ここでは、差入保証金を勘定科目に計上する際の具体例を、ケース別に4つ解説します。

全額返金するケース

解約時、保証金が全額返金される場合では、差入保証金のみを計上します。

事務所の賃貸契約を行うタイミングを想定し、差入保証金の金額が5,000,000円だった場合の仕訳の方法は以下のとおりです。

借方貸方
差入保証金5,000,000円現金5,000,000円

現金で返金されるケース

賃貸契約の解約に際し、差入保証金が現金で返金となるケースもよくあります。

事務所の賃貸借契約を解約し、5,000,000円の差入保証金が現金で返還されるケースを想定した場合、仕訳の方法は以下のとおりです。

借方貸方
差入保証金5,000,000円現金5,000,000円

長期前払費用を支払うケース

差入保証金の全額もしくは一部を長期前払費用として支払うケースもあります。

ここでは5,000,000円の差入保証金を、普通預金で振り込むケースを想定してみましょう。

差入保証金のうち20%に該当する1,000,000円が償却されるため、返金がなく、契約が5年であれば以下のように記載します。

借方貸方
差入保証金4,000,000円普通預金5,000,000円
長期前払費用1,000,000円  

また1,000,000円を5年間で償却する際に、次のように記載しましょう。

借方貸方
長期前払費用償却200,000円長期前払費用200,000円

1,000,000円の長期前払費用に対して、200,000円の長期前払費用償却を5年繰り返すことで、返金のない分を余すことなく帳簿へ記載できます。

差入保証金を解約するケース

例えば賃貸を退去するなどで、差入保証金が解約となるケースがあります。この場合、原状回復費用などで差入保証金が減額されたうえで、返金になることも多いでしょう。

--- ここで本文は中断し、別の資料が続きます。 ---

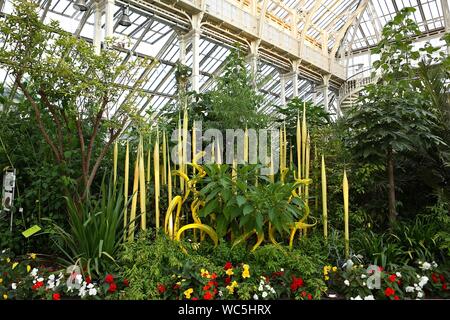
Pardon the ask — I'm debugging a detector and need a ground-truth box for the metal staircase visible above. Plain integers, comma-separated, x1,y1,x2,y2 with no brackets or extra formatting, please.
338,68,378,111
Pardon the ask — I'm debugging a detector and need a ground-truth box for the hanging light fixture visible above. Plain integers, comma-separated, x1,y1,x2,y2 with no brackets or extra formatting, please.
118,5,132,27
73,0,88,12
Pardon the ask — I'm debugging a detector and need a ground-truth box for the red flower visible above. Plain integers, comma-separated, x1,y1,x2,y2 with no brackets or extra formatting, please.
443,283,448,291
108,282,117,293
203,285,210,291
290,276,304,292
203,291,213,300
173,284,180,290
439,274,446,283
157,284,166,294
301,291,307,297
123,279,129,287
432,273,439,283
388,274,397,283
211,273,217,280
397,280,401,286
378,266,384,272
85,276,91,284
52,293,61,300
384,287,395,297
307,293,312,300
32,281,44,290
224,277,231,285
105,274,114,284
213,288,218,295
224,262,233,270
208,280,218,287
394,295,400,300
192,297,198,301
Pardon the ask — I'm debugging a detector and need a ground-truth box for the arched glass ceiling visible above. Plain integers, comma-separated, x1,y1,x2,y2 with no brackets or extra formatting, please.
0,0,448,117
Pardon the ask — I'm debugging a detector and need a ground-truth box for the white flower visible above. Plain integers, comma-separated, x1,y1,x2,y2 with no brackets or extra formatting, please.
47,281,55,290
11,283,17,290
419,276,428,288
48,274,55,281
253,294,259,300
75,274,83,284
30,268,38,277
37,277,44,282
395,272,401,278
417,291,424,298
405,286,414,293
262,292,268,298
265,285,271,290
88,288,97,296
218,291,223,297
362,282,366,287
420,262,431,270
344,280,350,286
280,268,284,272
350,295,362,300
364,295,375,300
361,274,367,279
87,283,94,289
78,283,87,298
258,285,263,292
432,261,438,268
271,288,276,294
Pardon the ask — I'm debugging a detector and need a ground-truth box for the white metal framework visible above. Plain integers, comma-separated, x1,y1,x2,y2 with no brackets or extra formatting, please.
0,0,448,117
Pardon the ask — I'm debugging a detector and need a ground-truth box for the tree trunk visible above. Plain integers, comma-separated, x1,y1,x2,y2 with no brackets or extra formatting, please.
387,147,396,224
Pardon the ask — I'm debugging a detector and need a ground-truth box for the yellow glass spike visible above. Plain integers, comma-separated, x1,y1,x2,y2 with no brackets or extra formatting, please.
343,170,349,258
154,130,160,230
113,141,118,185
321,155,328,240
124,141,129,241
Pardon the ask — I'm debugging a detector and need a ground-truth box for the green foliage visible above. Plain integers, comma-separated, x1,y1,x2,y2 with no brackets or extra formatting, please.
47,176,126,276
345,7,445,221
0,0,152,196
196,164,304,239
159,46,269,131
118,233,327,300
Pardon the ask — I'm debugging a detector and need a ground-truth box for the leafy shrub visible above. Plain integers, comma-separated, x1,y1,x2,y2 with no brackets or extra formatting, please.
47,176,126,276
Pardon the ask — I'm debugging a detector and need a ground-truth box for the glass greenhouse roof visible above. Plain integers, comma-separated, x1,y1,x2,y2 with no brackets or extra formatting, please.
0,0,448,117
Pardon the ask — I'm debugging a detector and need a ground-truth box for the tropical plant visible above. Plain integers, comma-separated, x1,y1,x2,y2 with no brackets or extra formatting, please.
0,0,153,198
195,164,304,242
345,7,444,223
47,176,127,276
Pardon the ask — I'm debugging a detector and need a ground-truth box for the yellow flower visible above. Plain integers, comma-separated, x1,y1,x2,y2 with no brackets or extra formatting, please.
27,265,31,273
184,288,194,299
6,258,10,263
200,268,210,278
324,275,330,281
332,266,337,272
226,285,234,294
0,278,2,284
12,262,18,270
323,266,331,275
176,281,181,286
226,269,234,276
30,253,37,260
242,264,250,278
231,281,238,288
3,294,7,300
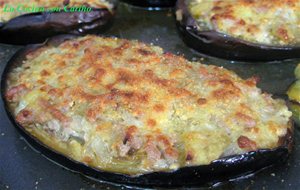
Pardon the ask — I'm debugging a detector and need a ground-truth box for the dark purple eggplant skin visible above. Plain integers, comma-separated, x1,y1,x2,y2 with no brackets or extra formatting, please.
175,0,300,61
0,7,116,45
1,35,294,187
121,0,176,8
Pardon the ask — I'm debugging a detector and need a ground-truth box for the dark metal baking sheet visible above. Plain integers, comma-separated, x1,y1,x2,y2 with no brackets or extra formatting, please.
0,2,300,190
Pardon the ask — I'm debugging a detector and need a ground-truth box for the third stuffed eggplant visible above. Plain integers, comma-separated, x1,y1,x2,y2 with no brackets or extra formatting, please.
0,0,117,45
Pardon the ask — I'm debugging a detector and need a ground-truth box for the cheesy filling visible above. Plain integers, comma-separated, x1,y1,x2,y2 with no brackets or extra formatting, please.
0,0,113,22
188,0,300,46
5,36,292,175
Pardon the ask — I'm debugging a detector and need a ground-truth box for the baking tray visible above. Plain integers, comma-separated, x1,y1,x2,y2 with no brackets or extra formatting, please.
0,2,300,190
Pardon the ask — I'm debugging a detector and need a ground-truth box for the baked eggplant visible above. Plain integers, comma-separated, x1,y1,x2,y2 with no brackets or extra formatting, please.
175,0,300,61
0,0,116,45
121,0,176,8
2,35,293,187
287,64,300,125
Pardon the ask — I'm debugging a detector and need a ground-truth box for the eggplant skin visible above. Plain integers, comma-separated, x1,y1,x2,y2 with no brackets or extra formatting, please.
0,8,115,45
175,0,300,61
1,35,294,187
121,0,176,8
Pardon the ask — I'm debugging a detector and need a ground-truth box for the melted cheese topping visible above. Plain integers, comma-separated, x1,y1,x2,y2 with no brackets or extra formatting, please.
189,0,300,46
0,0,113,22
6,35,292,175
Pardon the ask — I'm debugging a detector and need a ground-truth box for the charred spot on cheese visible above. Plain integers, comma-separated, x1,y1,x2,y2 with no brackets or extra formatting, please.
147,119,157,127
153,104,165,112
5,35,292,175
188,0,300,46
197,98,207,105
237,135,257,151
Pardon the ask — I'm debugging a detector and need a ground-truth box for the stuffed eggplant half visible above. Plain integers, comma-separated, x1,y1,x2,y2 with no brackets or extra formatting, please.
0,0,116,45
287,64,300,126
121,0,176,8
2,35,293,187
175,0,300,61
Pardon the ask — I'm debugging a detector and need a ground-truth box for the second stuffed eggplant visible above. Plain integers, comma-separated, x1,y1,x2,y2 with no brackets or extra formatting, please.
175,0,300,61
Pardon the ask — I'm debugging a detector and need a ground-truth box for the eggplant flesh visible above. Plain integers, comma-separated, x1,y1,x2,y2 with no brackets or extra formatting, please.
175,0,300,61
295,65,300,79
1,35,294,187
287,79,300,126
0,7,115,45
121,0,176,8
288,102,300,126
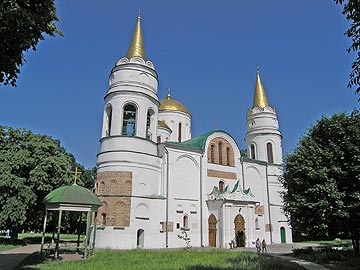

ここでは、賃貸を退去する際に、原状回復費用が発生するケースを想定します。保証金1,000,000円に対して、修繕費100,000円がかかった場合には以下のように記載しましょう。

借方貸方
現金900,000円差入保証金1,000,000円
修繕費100,000円  

なお修繕の金額が決まっていないケースでは、保証金のみを計上します。これは支払手数料や長期前払費用で処理が終わっているためです。記入の方法は以下のとおりとなります。

借方貸方
現金900,000円差入保証金1,000,000円

まとめ

差入保証金の勘定科目を利用するケースは、差入保証金が発生したときや、差入保証金の解約があったときです。差入保証金が全額返金になるのか、長期前払費用で償却するのか、といった条件によって仕訳の方法が違うため、上記に挙げた例を参照して記載しましょう。